Historically, like many large nonprofits, our structure followed our funding. We were often organized by individual grant deliverables—a model that can inadvertently create silos. But families don’t live their lives in “grant cycles,” and child care providers don’t experience their challenges in isolation.
As Chief Impact Officer, my focus remains on ensuring that MFN is not just a collection of successful programs, but a unified, high-performing system. To become the most responsive partner possible, we pivoted toward a thematic model that aligns our internal architecture with the actual needs of our ecosystem.

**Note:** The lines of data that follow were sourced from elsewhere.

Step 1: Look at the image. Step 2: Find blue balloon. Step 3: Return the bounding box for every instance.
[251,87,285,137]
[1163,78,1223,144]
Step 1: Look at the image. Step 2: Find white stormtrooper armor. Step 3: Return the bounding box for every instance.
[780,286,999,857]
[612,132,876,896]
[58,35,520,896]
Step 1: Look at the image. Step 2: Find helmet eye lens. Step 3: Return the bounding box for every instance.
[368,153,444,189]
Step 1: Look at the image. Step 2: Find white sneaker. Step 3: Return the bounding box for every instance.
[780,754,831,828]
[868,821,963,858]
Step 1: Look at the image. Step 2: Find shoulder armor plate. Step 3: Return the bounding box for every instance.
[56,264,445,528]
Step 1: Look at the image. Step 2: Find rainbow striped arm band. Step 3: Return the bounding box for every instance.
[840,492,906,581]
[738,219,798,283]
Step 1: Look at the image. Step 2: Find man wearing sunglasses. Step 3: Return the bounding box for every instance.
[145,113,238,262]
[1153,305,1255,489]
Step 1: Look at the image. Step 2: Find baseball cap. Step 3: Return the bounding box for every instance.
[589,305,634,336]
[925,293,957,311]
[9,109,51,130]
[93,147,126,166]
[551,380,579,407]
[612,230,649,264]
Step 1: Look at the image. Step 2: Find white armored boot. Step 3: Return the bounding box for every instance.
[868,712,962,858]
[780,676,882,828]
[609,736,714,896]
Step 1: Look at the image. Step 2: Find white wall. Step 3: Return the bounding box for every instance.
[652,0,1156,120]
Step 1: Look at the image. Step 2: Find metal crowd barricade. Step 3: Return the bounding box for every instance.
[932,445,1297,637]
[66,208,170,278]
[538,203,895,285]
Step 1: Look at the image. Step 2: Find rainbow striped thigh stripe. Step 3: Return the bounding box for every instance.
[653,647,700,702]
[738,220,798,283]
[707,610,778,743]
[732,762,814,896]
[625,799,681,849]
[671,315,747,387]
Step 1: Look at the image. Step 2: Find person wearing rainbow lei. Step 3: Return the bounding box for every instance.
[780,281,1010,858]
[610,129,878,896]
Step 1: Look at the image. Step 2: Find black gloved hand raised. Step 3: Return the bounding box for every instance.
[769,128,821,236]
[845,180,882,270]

Engineering Impact: The Senior Director Tier
The most critical structural evolution is the creation of a new leadership level: Senior Directors. These roles are designed to break the silos of the past and replace them with “thematic departments.” We have strategically grouped our expertise into three pillars of impact:
-
Family Impact: Unifying our family support initiatives—including the Patty Centers and CBCAP—into a single, seamless journey for Maryland families.
-
Professional Programs and Services: Providing visionary oversight for the Maryland Child Care Resource Network and Shared Services to stabilize, grow, and support the early childhood workforce.
-
Learning and Engagement: Transforming our professional development into a proactive, responsive resource that adapts to the real-time needs of our partners.
By introducing this tier, we are empowering leaders to look beyond a single grant and focus on the “big picture” of systemic change.
Data as a Strategic Asset
You cannot improve what you cannot see. Our strategic plan explicitly mandates the creation of a “robust data and resource hub,” and we are meeting that challenge head-on by introducing the role of Chief Data & Analytics Officer (CDAO). By elevating data leadership to the C-suite, we are signaling that data is no longer a back-office reporting function; it is a strategic asset. Our CDAO is tasked with turning fragmented data into actionable insights that allow us to listen better to our stakeholders, forecast needs before they become crises, and advocate for smarter, evidence-based policies.
It is important to be clear: this work is never “done.” We do not view this redesign as a final destination, but as the creation of a more agile, high-capacity foundation.
Systems must evolve because the world is in constant flux. Economic shifts, policy changes, and community needs are variables outside of our control. To be at our best, we must constantly seek to improve the things within our control. This is the essence of continuous improvement—it is a commitment to never stop learning, never stop iterating, and never stop fighting for a stronger Maryland.
Our 2025–2029 Strategic Plan is the blueprint, but our relentless focus on impact is the fuel. We have redesigned the system; now, we are ready to drive the results.